Doppler Shift
Understanding Doppler Shift
Doppler shift is one of the most important phenomena in radar engineering. It provides a direct measurement of target velocity and enables moving target indication (MTI) that separates moving targets from stationary clutter.
Doppler Equation
- Radar (round trip): fd = 2v x f0 / c. Factor of 2 because the wave travels to the target and back.
- One-way (communications): fd = v x f0 / c. Factor for relative motion only.
Doppler Applications
- Weather radar: Measures wind speed in storms by Doppler shift of rain echoes.
- Police radar: Measures vehicle speed.
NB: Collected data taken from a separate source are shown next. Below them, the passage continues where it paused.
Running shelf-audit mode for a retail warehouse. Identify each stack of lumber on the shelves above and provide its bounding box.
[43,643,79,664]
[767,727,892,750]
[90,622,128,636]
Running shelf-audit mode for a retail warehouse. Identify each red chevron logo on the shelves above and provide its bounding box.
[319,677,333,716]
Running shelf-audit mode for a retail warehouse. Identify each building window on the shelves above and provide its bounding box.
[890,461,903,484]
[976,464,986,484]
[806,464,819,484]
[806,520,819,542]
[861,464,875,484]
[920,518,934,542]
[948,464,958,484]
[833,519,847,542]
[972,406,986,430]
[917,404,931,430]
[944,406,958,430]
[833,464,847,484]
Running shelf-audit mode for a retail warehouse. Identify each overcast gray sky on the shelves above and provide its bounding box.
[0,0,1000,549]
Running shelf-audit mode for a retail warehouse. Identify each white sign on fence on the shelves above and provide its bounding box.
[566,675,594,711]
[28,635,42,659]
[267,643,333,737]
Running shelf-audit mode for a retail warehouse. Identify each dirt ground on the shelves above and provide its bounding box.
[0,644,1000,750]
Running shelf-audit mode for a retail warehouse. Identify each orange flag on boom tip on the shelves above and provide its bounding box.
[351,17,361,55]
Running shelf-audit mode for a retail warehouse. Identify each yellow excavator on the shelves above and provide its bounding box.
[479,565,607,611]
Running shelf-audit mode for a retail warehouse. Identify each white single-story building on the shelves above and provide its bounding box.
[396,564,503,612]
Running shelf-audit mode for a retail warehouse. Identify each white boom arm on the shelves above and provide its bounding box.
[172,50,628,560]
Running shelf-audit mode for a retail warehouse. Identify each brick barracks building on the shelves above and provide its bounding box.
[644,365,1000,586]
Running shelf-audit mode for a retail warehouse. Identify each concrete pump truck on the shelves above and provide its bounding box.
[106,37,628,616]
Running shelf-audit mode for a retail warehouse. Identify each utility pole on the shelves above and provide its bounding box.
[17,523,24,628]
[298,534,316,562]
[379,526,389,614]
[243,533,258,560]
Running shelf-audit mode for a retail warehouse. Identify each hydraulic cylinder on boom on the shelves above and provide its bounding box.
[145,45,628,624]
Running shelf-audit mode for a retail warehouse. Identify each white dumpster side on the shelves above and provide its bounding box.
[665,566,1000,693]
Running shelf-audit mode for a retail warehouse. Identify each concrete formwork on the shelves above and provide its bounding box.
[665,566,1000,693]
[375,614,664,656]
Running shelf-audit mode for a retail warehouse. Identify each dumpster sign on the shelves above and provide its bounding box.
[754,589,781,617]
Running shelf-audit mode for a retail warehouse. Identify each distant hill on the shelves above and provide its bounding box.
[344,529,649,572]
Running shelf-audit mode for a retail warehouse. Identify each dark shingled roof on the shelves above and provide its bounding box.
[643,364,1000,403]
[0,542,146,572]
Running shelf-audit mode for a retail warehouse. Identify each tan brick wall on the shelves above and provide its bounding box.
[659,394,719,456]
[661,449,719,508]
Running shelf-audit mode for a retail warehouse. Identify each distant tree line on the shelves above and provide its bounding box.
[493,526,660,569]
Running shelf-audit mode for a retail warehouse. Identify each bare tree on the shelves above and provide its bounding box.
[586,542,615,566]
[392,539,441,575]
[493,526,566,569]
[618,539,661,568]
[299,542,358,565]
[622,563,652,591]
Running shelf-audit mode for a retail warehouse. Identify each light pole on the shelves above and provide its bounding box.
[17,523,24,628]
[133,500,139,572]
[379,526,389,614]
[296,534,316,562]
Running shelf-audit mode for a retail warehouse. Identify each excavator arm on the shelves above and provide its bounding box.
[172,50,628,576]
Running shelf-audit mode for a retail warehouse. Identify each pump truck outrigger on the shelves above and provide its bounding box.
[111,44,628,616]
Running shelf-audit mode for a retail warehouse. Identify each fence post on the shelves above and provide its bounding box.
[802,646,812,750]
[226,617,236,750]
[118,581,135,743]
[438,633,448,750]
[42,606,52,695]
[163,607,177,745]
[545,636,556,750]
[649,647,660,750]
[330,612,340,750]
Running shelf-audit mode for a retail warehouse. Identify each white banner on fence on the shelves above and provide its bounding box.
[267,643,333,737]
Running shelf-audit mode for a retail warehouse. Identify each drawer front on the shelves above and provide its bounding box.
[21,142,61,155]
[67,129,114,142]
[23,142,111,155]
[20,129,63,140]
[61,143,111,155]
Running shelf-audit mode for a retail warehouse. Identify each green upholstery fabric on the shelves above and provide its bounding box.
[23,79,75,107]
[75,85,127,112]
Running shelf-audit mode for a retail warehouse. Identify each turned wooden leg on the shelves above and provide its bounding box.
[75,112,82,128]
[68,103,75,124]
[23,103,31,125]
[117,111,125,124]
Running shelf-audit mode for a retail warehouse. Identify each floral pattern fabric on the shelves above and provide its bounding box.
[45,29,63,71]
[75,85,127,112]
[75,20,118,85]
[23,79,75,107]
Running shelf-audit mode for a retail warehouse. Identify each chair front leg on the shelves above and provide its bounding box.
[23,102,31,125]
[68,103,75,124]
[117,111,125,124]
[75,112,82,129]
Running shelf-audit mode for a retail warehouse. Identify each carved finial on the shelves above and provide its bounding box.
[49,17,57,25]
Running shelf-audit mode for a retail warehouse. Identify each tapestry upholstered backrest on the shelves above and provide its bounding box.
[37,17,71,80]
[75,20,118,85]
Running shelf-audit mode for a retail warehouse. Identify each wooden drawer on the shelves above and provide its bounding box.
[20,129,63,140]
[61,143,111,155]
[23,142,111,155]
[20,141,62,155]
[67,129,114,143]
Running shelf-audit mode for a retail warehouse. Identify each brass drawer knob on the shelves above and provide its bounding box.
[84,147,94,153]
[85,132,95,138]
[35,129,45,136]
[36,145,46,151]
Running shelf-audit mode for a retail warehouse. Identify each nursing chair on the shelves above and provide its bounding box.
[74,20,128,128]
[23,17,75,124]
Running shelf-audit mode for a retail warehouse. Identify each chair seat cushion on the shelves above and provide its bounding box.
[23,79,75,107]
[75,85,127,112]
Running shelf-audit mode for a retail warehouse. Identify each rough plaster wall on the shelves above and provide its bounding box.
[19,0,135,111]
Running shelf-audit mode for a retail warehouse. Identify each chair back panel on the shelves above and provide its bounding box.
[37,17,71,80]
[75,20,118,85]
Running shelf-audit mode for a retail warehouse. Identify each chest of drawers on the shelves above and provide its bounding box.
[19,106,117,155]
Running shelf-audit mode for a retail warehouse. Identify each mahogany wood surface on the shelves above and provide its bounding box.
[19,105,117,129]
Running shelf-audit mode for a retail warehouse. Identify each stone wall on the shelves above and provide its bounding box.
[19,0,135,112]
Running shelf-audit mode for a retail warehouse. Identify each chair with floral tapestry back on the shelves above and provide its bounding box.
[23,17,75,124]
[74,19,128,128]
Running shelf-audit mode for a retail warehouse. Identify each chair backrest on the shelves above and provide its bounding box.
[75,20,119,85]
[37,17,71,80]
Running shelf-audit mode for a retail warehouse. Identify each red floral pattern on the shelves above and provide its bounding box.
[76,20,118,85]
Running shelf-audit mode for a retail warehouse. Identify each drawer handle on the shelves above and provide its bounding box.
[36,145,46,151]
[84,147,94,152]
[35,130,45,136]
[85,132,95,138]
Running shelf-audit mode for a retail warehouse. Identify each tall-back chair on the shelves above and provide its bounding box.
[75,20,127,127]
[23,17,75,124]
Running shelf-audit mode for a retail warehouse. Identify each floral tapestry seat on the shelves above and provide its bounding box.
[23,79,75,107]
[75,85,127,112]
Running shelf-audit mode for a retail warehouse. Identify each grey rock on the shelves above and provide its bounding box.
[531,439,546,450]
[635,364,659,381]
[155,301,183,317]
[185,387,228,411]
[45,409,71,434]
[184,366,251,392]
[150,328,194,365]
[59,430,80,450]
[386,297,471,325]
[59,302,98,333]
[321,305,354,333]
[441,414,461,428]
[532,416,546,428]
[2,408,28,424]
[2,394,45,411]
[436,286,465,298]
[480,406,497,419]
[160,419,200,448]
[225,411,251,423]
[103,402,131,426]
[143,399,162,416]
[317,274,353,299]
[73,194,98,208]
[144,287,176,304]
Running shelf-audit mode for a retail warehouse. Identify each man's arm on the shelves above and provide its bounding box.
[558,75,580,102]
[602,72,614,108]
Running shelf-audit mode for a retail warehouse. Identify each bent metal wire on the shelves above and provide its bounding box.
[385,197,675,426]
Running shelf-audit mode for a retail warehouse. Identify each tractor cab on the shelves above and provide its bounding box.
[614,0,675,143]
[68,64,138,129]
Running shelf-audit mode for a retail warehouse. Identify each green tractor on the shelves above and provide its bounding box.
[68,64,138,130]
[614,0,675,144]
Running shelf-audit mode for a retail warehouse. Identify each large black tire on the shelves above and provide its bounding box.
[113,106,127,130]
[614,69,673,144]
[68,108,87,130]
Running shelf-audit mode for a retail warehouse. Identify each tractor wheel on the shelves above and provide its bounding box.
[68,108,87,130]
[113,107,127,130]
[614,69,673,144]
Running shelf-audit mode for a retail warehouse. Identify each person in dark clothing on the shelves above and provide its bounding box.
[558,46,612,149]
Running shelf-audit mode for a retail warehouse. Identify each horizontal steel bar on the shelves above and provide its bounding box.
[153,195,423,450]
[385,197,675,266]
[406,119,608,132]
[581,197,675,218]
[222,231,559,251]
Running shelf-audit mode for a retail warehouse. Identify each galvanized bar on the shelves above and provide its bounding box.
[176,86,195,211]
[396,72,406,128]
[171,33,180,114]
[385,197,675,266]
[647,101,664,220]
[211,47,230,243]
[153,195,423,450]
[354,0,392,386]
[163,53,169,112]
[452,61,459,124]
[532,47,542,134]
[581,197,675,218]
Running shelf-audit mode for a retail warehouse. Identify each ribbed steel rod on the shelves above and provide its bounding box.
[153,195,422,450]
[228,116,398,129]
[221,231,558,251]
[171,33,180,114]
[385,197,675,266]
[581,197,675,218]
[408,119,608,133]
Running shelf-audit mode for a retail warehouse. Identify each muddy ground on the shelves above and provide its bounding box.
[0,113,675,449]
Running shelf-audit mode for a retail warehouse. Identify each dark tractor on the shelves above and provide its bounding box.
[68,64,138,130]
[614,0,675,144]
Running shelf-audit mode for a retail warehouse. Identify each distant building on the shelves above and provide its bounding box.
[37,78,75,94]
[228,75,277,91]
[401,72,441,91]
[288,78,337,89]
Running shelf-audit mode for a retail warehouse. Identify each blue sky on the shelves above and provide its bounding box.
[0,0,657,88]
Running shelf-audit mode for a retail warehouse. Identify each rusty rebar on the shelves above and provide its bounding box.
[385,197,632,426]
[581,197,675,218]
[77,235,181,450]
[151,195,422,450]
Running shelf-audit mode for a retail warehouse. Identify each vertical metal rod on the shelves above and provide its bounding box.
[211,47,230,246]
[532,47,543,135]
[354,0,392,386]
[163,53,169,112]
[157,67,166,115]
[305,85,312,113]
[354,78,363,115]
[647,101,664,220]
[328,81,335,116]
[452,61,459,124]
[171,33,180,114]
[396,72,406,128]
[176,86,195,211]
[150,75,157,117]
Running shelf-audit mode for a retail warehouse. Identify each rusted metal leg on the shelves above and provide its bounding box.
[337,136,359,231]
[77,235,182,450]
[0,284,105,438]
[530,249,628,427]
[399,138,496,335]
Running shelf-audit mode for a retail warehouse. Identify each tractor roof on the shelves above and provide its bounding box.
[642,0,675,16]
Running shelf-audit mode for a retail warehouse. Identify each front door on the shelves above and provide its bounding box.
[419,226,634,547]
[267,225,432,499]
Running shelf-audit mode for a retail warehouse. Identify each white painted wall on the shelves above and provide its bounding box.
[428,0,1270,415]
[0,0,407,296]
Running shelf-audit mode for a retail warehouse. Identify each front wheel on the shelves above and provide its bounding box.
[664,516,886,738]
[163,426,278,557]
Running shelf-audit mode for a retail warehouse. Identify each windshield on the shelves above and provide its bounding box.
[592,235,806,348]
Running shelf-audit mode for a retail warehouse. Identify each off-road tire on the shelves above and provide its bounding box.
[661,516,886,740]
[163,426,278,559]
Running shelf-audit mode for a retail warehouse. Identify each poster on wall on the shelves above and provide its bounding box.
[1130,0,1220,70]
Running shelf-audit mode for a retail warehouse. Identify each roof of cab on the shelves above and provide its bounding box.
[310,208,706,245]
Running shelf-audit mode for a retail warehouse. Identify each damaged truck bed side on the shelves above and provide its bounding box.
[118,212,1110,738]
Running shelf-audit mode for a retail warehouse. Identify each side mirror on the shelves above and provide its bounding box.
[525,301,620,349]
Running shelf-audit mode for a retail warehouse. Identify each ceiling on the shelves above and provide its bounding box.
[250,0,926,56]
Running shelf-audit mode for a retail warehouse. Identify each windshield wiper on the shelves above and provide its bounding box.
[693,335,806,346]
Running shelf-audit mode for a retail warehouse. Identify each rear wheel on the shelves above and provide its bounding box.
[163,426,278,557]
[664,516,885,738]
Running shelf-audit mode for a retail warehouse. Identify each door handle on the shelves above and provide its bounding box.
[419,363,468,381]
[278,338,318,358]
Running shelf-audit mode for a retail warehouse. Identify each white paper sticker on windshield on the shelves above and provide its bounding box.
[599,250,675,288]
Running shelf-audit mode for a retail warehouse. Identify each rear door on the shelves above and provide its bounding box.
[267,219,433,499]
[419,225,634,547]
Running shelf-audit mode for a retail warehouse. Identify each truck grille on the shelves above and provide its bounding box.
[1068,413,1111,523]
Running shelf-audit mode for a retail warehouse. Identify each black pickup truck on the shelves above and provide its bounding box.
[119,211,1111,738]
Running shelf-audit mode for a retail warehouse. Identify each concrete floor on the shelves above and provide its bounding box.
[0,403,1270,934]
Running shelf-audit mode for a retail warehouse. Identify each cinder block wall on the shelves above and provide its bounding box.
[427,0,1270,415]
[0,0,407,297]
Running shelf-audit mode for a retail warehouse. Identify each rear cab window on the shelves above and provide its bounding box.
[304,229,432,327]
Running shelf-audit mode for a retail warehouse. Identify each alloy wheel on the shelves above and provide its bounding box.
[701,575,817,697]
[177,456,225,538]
K-band (24 GHz) or Ka-band (35 GHz).
- MTI radar: Subtracts clutter (stationary, fd=0) from moving targets (fd>0).
- Satellite: Doppler shift from orbital motion must be compensated in frequency tracking.
fd = 2 v f0 / c
At 10 GHz (X-band):
1 m/s target: fd = 66.7 Hz
100 km/h (27.8 m/s): fd = 1,852 Hz
Mach 1 (340 m/s): fd = 22,667 Hz
At 77 GHz (automotive radar):
100 km/h: fd = 14,259 Hz
Frequently Asked Questions
What is Doppler shift?
Doppler shift is the change in frequency when a wave reflects from a moving target or is received by a moving receiver. For radar: fd = 2vf/c. A target approaching makes the reflected frequency higher; receding makes it lower.
How does Doppler radar measure speed?
The radar compares the transmitted and received frequencies. The difference (Doppler shift) is proportional to the target's radial velocity. At 10 GHz, each 1 m/s of velocity produces 66.7 Hz of Doppler shift.
What is MTI?
MTI (Moving Target Indication) uses Doppler shift to separate moving targets from stationary clutter. Stationary objects produce zero Doppler; moving targets produce non-zero Doppler. By filtering out zero-Doppler returns, the radar sees only moving targets.